To what extent were the effects of the First World War political rather than economic? [15 marks]
🔒 Model answer plan
See the mark-by-mark plan — for / against / judgement, with marking guidance — in study mode.
🎯 One-glance recall
The six-theme framework P-T-P-E-S-H: Peacemaking, Territorial, Political, Economic, Social, Human cost. Sort effects into these, split short-term vs long-term, show how they link, then judge which mattered most.

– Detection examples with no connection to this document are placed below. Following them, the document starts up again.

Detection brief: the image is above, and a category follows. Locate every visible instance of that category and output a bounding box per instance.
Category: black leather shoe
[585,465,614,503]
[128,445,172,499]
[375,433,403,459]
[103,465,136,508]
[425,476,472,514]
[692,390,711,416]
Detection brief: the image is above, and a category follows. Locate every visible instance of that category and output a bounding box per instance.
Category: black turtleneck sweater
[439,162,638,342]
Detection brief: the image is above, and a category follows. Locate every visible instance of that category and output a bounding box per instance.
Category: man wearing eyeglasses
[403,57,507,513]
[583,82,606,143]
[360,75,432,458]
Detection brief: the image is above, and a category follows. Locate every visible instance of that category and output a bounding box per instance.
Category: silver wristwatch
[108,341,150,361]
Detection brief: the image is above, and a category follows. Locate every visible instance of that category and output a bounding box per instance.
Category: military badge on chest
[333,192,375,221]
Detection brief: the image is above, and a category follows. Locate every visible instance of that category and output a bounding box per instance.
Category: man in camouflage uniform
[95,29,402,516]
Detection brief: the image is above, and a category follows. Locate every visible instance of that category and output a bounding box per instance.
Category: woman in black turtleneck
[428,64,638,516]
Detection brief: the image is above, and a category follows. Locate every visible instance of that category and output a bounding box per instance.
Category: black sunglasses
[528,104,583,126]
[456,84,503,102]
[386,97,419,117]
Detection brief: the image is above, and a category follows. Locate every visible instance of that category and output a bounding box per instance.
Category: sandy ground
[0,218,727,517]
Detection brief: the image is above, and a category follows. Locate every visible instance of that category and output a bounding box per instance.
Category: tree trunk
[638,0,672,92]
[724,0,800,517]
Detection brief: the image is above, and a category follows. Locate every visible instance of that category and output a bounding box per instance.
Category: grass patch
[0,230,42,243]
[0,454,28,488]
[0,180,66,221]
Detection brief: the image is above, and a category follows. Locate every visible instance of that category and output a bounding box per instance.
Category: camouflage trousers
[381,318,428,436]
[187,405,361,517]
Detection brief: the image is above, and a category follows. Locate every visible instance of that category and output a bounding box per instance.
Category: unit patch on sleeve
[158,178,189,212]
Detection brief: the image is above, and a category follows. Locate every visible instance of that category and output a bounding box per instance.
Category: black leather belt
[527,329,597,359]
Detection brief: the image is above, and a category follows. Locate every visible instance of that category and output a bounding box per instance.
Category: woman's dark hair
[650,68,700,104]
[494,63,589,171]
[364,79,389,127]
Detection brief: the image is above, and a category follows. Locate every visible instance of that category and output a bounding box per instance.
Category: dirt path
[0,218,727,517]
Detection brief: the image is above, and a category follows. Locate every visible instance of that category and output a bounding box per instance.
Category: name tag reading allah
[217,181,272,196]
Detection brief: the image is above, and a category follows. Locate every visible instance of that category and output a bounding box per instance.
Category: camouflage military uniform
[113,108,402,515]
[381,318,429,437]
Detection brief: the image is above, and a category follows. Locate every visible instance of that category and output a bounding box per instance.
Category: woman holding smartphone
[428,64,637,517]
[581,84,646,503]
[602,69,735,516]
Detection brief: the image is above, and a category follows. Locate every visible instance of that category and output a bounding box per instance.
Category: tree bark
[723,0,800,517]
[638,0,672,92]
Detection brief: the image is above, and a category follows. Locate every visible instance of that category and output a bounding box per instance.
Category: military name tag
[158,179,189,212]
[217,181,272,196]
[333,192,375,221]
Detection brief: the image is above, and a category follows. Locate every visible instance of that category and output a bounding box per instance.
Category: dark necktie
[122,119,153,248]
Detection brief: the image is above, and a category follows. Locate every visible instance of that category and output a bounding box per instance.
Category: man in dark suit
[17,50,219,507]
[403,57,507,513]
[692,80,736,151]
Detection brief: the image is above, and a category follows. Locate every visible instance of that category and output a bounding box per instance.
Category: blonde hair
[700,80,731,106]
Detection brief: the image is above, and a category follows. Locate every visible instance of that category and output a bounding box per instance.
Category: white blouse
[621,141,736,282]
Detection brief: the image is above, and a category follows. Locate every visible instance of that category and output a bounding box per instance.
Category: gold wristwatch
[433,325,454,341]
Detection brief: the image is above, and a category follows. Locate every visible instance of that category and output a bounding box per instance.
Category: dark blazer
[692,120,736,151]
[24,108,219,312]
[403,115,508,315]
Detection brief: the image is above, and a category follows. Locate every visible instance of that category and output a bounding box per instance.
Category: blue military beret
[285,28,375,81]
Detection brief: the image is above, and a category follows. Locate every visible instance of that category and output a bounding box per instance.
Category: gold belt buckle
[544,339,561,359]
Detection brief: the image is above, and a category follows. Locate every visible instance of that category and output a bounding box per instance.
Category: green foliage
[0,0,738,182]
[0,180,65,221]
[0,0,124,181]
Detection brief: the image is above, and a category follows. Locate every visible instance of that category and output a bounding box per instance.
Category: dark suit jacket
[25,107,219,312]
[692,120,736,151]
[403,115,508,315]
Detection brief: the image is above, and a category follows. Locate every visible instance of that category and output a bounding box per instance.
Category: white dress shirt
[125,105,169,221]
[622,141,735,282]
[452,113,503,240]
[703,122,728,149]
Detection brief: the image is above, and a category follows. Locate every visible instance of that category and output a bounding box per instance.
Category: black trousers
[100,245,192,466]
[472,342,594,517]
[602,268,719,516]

WWI's effects (ended 1918) Versailles (1919) blamed Germany via Article 231 + reparations; weak League of Nations (1920). Four empires fell → Poland, Czechoslovakia, Yugoslavia. 1917 Russian Revolutions → first communist state. ~9–10m soldiers dead + 1918–19 flu.
WWII's effects (ended 1945) Yalta & Potsdam (1945) planned the peace; UN founded 1945. Germany divided; USSR took Eastern Europe (Iron Curtain) → Cold War. USA & USSR = superpowers; decolonisation; China communist 1949. 50–70m+ dead, mostly civilian (Holocaust); Marshall Plan 1948; Nuremberg 1945–46.
How Paper 2 tests this Essay-based, NOT source-based. Command terms (Examine, Evaluate, To what extent, Compare and contrast) need a thesis, themed arguments with dated evidence, and a weighed judgement — never a narrative list. If a question says 'wars', use examples from two different regions.